The 2018 Opinion stated, “the Wire Act’s reference to gambling ‘on any sporting event or contest’ modifies only the phrase it immediately follows.” 2018 Opinion at 8.
Coherent and consistent?
While this argument is not entirely unreasonable on its face, a fundamental rule of statutory interpretation is that it “must, to the extent possible, ensure that the statutory scheme is coherent and consistent.” Ali v. Fed. Bureau of Prisons, 552 U.S. 214, 222 (2008).
As the 2011 Opinion argues:
“it is difficult to discern why Congress, having forbidden the transmission of all kinds of bets or wagers [in prohibition 1], would have wanted to prohibit only the transmission of information assisting in bets or wagers concerning sports, thereby effectively permitting covered persons to transmit information assisting in the placing of a large class of bets or wagers whose transmission was expressly forbidden by the clause’s first part.” 2011 Opinion at 5.
The 2018 Opinion considers this argument and quickly rebuts it by stating “[t]here is a logic to this reasoning, but unlike the 2011 Opinion, we view the statutory language as plain, and, absent a patent absurdity, we must apply the statute as written.” 2018 Opinion at 14 (emphasis added).
The 2018 Opinion goes on to cite Supreme Court precedent to support the proposition that where statutory language is clear, only an absurdity that no reasonable person could intend should negate its plain interpretation (the “Absurdity Standard”).
However, the Absurdity Standard is only applicable “where [absurdity is] the result of applying the plain language” of the statute. Public Citizen v. United States Dept of Justice, 491 U.S. 440 (1989) (emphasis added).
For more than half a century, all of the Wire Act’s prohibitions were generally construed to apply only to sports wagering. Therefore, to the extent there is any “plain meaning” of the Wire Act, it is in line with the 2011 Opinion and not the 2018 Opinion.
Further, it strains credulity that Congress intended to prohibit betting and wagering generally, while only prohibiting the transmission of information assisting such prohibited wagering where the information relates to sporting events.
Finally, “bet” and “wager” are undefined in the text of the Wire Act. Thus, if the Sports Modifier is not applied to the prohibition on wagering or betting, it begs the question of how broad this prohibition may be. Could it prohibit the online trading of options? Securities? Mutual funds? Government bonds?

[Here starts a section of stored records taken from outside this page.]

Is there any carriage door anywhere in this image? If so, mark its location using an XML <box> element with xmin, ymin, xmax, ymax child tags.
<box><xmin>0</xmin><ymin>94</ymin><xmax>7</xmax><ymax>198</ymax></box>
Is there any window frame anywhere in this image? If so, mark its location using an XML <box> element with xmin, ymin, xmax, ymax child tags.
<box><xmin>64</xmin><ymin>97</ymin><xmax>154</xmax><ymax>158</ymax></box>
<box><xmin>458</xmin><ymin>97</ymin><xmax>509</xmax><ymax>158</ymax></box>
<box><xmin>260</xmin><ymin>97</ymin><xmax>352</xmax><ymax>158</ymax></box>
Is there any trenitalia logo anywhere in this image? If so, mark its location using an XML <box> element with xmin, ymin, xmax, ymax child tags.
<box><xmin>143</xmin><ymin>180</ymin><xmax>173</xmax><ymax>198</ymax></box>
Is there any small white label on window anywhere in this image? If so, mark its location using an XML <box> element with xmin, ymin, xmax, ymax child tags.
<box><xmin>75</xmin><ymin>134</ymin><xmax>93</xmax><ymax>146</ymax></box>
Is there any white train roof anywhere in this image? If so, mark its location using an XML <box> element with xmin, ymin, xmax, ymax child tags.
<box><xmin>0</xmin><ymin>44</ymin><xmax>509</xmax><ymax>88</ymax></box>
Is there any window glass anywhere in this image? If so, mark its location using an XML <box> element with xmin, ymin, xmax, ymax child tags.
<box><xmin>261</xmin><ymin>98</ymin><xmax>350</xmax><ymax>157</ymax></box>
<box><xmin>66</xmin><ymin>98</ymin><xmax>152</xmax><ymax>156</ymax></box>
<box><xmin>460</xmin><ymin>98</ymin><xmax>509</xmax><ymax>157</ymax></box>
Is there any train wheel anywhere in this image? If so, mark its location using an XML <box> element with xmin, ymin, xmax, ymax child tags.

The 2018 Opinion will ultimately be tested in federal courts, where they are likely to find that, to the extent the Wire Act has a plain meaning at all, it is not the meaning ascribed by the 2018 Opinion.
The courts will attempt to interpret the statute in the likely manner that the 1961 Congress intended, notwithstanding that it could not possibly have foreseen the internet, and therefore not possibly intended any of this at all.